Monday, May 27, 2013

Using CBCT to Identify Vertical Root Fractures - Use of Filters

When we incorporated CBCT at Superstition Springs Endodontics, we hoped that it would be useful in identifying vertical root fractures.  There is a significant learning curve with the use of CBCT and identifying vertical root fractures may be one of the most difficult things to interpret.  The partnership with a good oral radiologist has also been an important part of learning to interpret CBCT.

In the past we have had to use clinical judgement, including presence of long, narrow periodontal pockets, j-shaped lesions as possible signs of vertical root fracture. However, those signs alone may also be caused by other conditions, not related to root fracture. Microscopic visualization was the most certain way to make this diagnosis. Too often, vertical root fracture is used as an excuse to remove a tooth without adequate evidence.

After more than two years of experience using high resolution, focus field CBCT in root fracture diagnosis, many consultations with the OMF Radiologist, we are more comfortable in diagnosing root fracture using CBCT, but the reality is that it is not always possible to see root fractures using CBCT.

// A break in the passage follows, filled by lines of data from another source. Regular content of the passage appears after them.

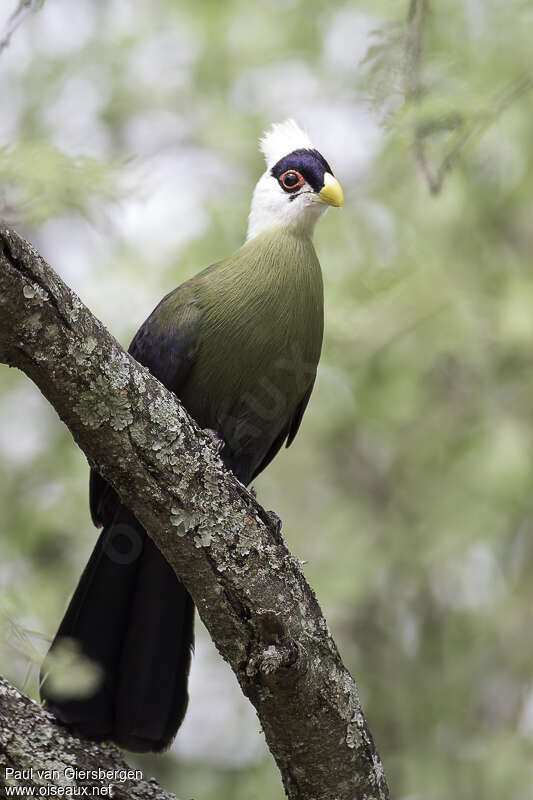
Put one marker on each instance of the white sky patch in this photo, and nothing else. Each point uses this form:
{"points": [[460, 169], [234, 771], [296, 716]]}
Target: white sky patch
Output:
{"points": [[164, 60], [155, 129], [24, 431], [347, 40], [170, 209], [72, 117], [469, 582]]}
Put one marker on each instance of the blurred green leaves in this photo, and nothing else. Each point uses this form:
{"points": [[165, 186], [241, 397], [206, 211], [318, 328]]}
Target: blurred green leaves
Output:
{"points": [[408, 489]]}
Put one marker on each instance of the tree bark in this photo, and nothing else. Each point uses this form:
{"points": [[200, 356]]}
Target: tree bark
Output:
{"points": [[227, 550], [38, 753]]}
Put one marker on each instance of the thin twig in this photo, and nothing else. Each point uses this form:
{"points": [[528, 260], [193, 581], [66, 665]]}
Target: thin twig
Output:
{"points": [[466, 128]]}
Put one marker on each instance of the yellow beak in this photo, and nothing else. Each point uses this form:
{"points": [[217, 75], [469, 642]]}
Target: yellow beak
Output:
{"points": [[331, 193]]}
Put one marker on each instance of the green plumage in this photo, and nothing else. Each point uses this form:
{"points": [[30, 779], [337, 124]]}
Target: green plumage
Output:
{"points": [[239, 344], [246, 334]]}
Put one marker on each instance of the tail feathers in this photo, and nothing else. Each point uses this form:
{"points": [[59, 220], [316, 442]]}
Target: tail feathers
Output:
{"points": [[132, 616]]}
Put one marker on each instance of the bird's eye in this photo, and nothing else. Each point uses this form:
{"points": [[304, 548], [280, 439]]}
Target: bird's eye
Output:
{"points": [[291, 180]]}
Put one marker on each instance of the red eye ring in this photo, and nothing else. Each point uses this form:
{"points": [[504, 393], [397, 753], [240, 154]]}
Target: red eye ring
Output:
{"points": [[289, 186]]}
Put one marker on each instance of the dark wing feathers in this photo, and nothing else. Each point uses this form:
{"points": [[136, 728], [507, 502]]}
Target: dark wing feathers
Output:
{"points": [[298, 414]]}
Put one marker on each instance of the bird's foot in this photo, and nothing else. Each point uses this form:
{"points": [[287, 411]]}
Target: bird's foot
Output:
{"points": [[216, 440], [276, 521]]}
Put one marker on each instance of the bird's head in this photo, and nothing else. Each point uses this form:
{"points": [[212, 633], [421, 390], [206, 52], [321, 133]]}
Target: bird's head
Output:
{"points": [[298, 185]]}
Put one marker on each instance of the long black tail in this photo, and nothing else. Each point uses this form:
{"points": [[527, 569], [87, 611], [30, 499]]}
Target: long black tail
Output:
{"points": [[132, 616]]}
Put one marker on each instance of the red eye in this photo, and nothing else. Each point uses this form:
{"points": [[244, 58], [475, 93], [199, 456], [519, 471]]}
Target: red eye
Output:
{"points": [[291, 180]]}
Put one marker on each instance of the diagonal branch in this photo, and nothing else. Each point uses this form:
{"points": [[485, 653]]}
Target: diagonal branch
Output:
{"points": [[249, 590]]}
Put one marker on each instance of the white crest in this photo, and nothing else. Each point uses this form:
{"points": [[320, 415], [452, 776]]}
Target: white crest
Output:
{"points": [[281, 139]]}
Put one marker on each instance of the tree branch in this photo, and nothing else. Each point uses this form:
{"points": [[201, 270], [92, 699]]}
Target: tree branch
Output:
{"points": [[249, 590], [36, 751]]}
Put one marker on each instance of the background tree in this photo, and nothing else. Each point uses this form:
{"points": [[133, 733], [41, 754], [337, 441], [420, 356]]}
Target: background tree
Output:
{"points": [[128, 157]]}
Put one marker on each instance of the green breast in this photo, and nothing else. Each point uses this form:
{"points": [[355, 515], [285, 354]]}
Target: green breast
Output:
{"points": [[261, 333]]}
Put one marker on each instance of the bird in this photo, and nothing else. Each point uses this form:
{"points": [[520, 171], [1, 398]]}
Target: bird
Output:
{"points": [[239, 345]]}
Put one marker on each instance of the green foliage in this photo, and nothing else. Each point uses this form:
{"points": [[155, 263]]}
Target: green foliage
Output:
{"points": [[408, 489]]}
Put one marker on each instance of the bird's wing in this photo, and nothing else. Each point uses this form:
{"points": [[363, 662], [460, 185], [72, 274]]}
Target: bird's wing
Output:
{"points": [[166, 344], [288, 432], [298, 414]]}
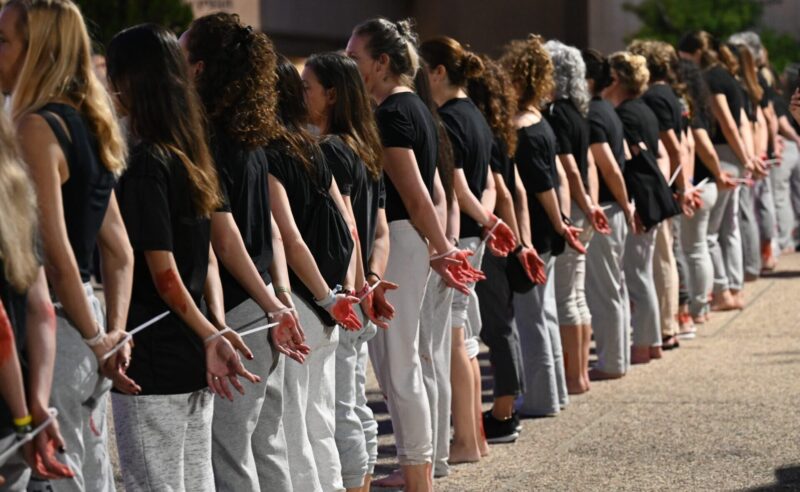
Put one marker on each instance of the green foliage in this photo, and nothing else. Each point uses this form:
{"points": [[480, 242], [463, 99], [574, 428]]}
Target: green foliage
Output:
{"points": [[105, 18], [668, 20]]}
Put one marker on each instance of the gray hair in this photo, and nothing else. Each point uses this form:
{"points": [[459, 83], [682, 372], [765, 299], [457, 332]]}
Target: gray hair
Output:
{"points": [[752, 41], [569, 74]]}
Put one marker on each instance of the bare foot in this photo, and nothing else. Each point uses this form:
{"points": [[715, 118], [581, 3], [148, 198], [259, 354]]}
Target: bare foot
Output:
{"points": [[640, 355], [394, 480], [598, 375], [461, 454]]}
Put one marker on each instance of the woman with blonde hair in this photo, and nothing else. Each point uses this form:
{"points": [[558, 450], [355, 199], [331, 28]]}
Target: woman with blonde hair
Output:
{"points": [[531, 71], [74, 150]]}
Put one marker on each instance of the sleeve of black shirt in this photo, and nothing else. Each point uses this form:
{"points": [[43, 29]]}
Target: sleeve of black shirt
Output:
{"points": [[340, 164], [396, 130], [145, 204]]}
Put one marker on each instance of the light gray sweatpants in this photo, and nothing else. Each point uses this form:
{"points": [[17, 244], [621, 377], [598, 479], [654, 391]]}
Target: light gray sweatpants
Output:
{"points": [[570, 269], [164, 441], [607, 294], [724, 236], [466, 310], [540, 340], [696, 248], [352, 439], [395, 352], [435, 348], [309, 412], [80, 394], [781, 194], [247, 433], [645, 319]]}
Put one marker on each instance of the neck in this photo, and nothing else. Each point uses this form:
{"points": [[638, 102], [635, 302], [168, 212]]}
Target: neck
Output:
{"points": [[449, 92], [383, 89]]}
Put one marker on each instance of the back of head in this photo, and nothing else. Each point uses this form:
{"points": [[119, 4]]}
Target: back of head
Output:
{"points": [[530, 69], [293, 115], [630, 70], [597, 69], [397, 40], [569, 74], [351, 116], [459, 63], [58, 66], [237, 80], [147, 68], [17, 214], [493, 93]]}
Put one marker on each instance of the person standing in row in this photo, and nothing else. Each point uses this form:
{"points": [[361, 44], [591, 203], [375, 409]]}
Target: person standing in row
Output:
{"points": [[629, 76], [339, 107], [234, 71], [606, 290], [386, 55], [567, 116], [531, 72], [493, 94], [449, 66], [319, 245], [167, 197], [73, 147]]}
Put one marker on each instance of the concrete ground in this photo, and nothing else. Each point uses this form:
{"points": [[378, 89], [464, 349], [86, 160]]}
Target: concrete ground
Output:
{"points": [[720, 413]]}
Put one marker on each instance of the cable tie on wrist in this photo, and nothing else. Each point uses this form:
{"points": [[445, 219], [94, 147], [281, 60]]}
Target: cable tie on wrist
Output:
{"points": [[216, 335], [443, 255]]}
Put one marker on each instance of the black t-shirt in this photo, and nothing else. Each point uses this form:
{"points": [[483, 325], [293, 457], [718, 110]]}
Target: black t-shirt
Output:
{"points": [[606, 127], [720, 81], [156, 203], [14, 305], [366, 194], [244, 179], [572, 134], [85, 194], [661, 99], [471, 140], [536, 162], [639, 124], [502, 164], [404, 121]]}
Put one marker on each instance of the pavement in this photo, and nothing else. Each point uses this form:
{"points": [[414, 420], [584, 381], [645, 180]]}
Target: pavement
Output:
{"points": [[722, 412]]}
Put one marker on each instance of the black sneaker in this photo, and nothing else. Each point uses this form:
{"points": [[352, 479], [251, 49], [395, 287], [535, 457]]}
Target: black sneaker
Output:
{"points": [[500, 431]]}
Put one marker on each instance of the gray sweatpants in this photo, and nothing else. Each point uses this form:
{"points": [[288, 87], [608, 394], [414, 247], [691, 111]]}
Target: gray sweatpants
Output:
{"points": [[80, 394], [724, 236], [570, 271], [540, 340], [435, 345], [395, 352], [645, 319], [353, 435], [696, 245], [247, 433], [607, 294], [164, 441], [781, 194], [309, 412]]}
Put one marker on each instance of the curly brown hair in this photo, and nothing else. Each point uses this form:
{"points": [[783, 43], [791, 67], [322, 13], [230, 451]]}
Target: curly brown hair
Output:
{"points": [[237, 82], [493, 93], [531, 70]]}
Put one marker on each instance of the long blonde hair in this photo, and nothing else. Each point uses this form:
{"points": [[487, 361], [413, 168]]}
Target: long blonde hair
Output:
{"points": [[18, 209], [58, 67]]}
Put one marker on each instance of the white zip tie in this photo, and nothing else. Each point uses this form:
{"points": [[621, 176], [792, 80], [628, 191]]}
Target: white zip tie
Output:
{"points": [[675, 175], [28, 437], [130, 334], [257, 329]]}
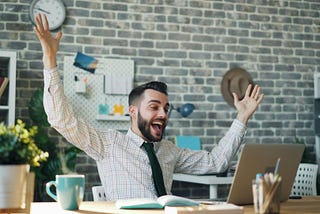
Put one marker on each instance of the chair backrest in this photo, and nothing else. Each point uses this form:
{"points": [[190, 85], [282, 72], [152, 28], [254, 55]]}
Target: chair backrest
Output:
{"points": [[188, 142], [305, 183], [98, 193]]}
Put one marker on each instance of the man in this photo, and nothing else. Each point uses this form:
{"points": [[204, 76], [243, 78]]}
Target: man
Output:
{"points": [[122, 159]]}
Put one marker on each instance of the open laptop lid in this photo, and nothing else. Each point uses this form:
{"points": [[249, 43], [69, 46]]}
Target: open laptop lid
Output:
{"points": [[261, 158]]}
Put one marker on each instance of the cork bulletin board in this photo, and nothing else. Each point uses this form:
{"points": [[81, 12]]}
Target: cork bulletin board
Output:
{"points": [[101, 97]]}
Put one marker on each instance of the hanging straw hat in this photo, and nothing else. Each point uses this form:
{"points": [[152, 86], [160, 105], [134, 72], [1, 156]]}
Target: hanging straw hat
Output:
{"points": [[235, 80]]}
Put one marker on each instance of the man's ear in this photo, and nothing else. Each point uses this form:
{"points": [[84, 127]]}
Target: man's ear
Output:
{"points": [[132, 111]]}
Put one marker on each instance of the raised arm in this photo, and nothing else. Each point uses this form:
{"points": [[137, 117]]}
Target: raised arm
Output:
{"points": [[249, 104], [49, 44]]}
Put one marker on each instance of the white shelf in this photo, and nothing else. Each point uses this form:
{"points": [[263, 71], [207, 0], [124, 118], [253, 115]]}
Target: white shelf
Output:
{"points": [[113, 118], [8, 61]]}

Since the diagnosis of vertical root fracture (VRF) typically leads to extraction, it is our responsibility to be confident in that diagnosis.  In order to definitely see a root fracture using CBCT, it seems the fracture has to open up to some degree.  The more separation between fractured pieces, the better chance of making a definitive radiographic diagnosis. However, most vertical root fractures I see, do not have separated pieces.

Another challenge with identifying root fractures with CBCT is interpreting the difference between artifact (radiographic scatter) and actual fracture in the root.

Sometimes, a fracture cannot be seen with CBCT, but the bone loss pattern adjacent to a fracture can be seen. These bone loss patterns, not evident in traditional 2D imaging, can help identify the presence of a vertical root fracture.  Even with CBCT, all information has to be evaluated and weighed and a judgment to be made.  The only sure way is to see the fracture.  CBCT does allow us to "see" the fracture in certain instances but not all.

CASE REPORT


The following case would be typically diagnosed as a root fracture due to the bone loss pattern in the crestal area and into the furcation area as well as a long, narrow 8mm perio pocket on the ML surface.  There is however, coronal leakage under the mesial margin which could be a source of re-contamination of the root canal.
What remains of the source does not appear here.